Cumhurbaşkanlığı Türkiye Ulusal Risk Kalkanı Modeli Kurulu Üyesi ve TTKD Bilim Danışmanı Dr. Erol Kesici, ülkede kıyı dolgu alanlarının sayısı ve olumsuzluklarının arttığını söyledi. Dr. Kesici, göl, deniz, nehir gibi yaşam alanlarına yapılan dolguların; yerleşim alanlarının, dağların, belli yükseklikleri olan coğrafi elemanların panoramik görüntüsüne, ekosistemine ve yaşamına zarar verdiğini kaydetti. Yapay dolguların, hafriyatlardan yapıldığı için deprem açısından da sorunlu olduğunu kaydeden Dr. Kesici, “Ülkemizde neredeyse her bölgede dere yataklarının doldurulması, daraltılması, işgali, sel ve doğal felaketler bakımından da çok büyük kayıplara neden oluyor. Kıyı alanlarının doğal özellikleri insanlarca yok edildikçe, dolgu alanları da mutlaka sonradan göl veya deniz tarafından adeta geri alınmakta. Ülkemizde bunun birçok örneğini yaşamak suretiyle görmek çok üzücü” dedi.
İSTANBUL’DA 5 BİN 313 KİLOMETREKARE DENİZ DOLGUSU
Kıyı alanlarını doldurarak yapılaşmayla, hem su yaşamının, hem de insan yaşamının riske atıldığını belirten Dr. Kesici, kıyı-kenar çizgilerini hiçbir nedenle daraltmamak gerektiğine işaret etti. Türkiye’de kıyı kenarlarının doldurularak alan elde etme geçmişinin 1950’li yıllara dayandığını anlatan Dr.

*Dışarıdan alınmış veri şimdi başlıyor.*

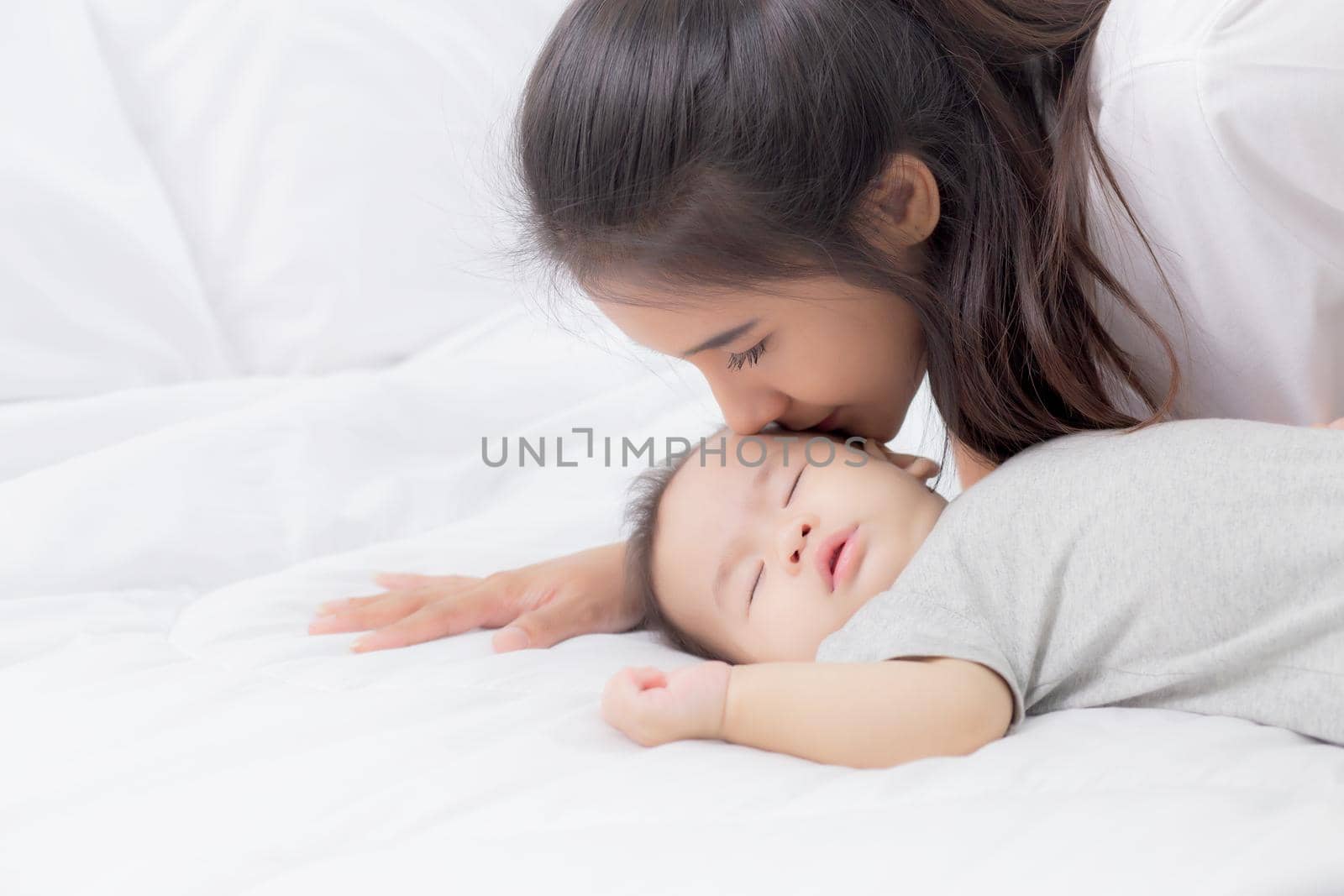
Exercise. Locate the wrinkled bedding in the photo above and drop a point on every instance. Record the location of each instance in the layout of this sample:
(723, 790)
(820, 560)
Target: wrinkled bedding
(172, 728)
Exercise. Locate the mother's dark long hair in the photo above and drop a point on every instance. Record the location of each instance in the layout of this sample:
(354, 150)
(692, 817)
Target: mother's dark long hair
(732, 143)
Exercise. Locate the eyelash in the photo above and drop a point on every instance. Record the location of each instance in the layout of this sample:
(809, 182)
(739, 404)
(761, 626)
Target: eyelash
(795, 486)
(750, 358)
(761, 571)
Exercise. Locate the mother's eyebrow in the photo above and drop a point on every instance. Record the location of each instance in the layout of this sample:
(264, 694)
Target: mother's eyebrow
(722, 338)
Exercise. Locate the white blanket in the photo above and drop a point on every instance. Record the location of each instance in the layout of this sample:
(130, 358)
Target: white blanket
(172, 728)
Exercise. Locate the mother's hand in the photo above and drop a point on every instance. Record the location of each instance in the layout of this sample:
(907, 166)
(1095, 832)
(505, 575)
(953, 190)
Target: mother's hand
(541, 605)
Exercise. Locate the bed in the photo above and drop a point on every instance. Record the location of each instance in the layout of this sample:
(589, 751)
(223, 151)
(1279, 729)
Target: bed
(270, 375)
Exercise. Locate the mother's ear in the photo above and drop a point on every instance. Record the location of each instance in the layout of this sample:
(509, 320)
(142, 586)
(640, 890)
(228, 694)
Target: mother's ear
(904, 204)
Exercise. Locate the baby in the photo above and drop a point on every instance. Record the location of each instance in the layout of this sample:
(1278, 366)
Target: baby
(1193, 566)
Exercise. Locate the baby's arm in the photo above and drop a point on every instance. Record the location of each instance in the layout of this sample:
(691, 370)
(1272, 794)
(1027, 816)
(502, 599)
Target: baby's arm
(867, 715)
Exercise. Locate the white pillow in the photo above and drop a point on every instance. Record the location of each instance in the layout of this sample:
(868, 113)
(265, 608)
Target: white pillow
(333, 164)
(97, 289)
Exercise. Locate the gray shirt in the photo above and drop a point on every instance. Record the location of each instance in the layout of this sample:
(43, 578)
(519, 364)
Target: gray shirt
(1193, 566)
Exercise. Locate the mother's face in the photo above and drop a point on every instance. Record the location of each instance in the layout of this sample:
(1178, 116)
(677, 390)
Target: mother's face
(811, 354)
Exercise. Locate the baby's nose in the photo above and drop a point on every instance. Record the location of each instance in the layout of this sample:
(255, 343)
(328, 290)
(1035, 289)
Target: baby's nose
(793, 540)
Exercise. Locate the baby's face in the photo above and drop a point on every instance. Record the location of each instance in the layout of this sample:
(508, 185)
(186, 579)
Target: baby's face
(764, 562)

Kesici, “Ancak 1980’lerden sonra bu yöntem hız kazandı. Başta İstanbul olmak üzere Karadeniz’den güneye kadar tüm kentlerde doldurma alanlar yapıldı. Kıyı doldurmalarının en yoğun olduğu İstanbul’da yüz ölçümü 5 bin 313 kilometrekare olan dolgu alanları, neredeyse bir ilçe büyüklüğüne ulaştı. Son 15-20 yılda ise ‘denizi doldurma’ inşaat sektörünün en önemli alanlarından biri haline geldi” diye konuştu.

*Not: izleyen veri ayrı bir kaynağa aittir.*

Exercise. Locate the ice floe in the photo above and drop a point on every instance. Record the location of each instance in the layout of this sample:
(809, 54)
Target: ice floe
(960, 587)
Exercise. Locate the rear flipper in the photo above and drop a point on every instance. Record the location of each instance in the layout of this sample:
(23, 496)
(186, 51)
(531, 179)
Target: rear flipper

DOLGU YAPI ÖRNEKLERİ; DENİZ-SU GERİ ALACAK
Karadeniz Sahil Yolu’nun dolgu olan kısımlarının zaman zaman doğa tarafından geri alındığına dikkati çeken Dr. Kesici, son günlerde yaşanan kayıplara ilişkin şu örnekleri verdi:
“Hopa-Sarp yolunun deniz doldurularak yapılan bölümü 15 yıl arayla 2 kez 10 metreyi bulan dalgalar nedeniyle çökmüştü. Ordu- Giresun Havalimanı inşası için ocaklardan 22,5 milyon metreküp taş alındığı ve bölgede büyük tahribatlara yol açtığı belirtiliyor. Bu alanın yakınında yine deniz dolgu üzerine 60 bin metrekarelik Ordu Fındık ve Çikolata Park Projesi devam ediyor. İzmir Körfez kesimindeki deniz taşması, su baskınları körfezdeki daralmalar sonucu yaşanan kayıplar. Kocaeli’deki dolgu alanlarıyla yeni liman çalışmalar. Hatay’da Amik Gölü’nün kurutulmasıyla yapılan havalimanı ile etrafında yapılan yerleşim alanları, tarlaları her yıl su basmakta. Dolgu alanı üzerine inşa edildiği bildirilen İskenderun Limanı ve sahil yolunda yaşananlar. Ülkemiz stratejik amaçlı içme suyu kaynağı doğal tatlı su göllerinden olan Eğirdir Gölü ve Beyşehir Gölü kıyılarında kamu yararı bakışlı rekreasyon alanlarının daha sonra konutlarla işgali ve bilhassa Eğirdir’de göl kıyısında konumlanan konut ve yola doğru yaşayan tehlikeli heyelanların sıklığı ve su kirliliği. Mersin’deki Denizpark alanının denizden dolgu nedeniyle Kıyı Kanunu’na aykırı olması gerekçesiyle Danıştay’ın projeyi yok sayıp yıkım kararı alması. Milyonlarca yıl içerisinde dalgalarıyla yolunu, kıyısını, sahili oluşturup, enerjisini boşaltan, dinginleştiren deniz-kara dengeli biyolojik çeşitlilik, ekosistem yapısı, kendisine yapılan ekolojik olmayan yapay ekleme ve dolgu alanlarını asla kabullenmez. Son dönemde dolgu alanlarda yaşananlar budur. Deniz ve su, yolunu, yatağını bırakmadığı gibi kendinden alınanı da mutlaka geri almaktadır, alacaktır da.”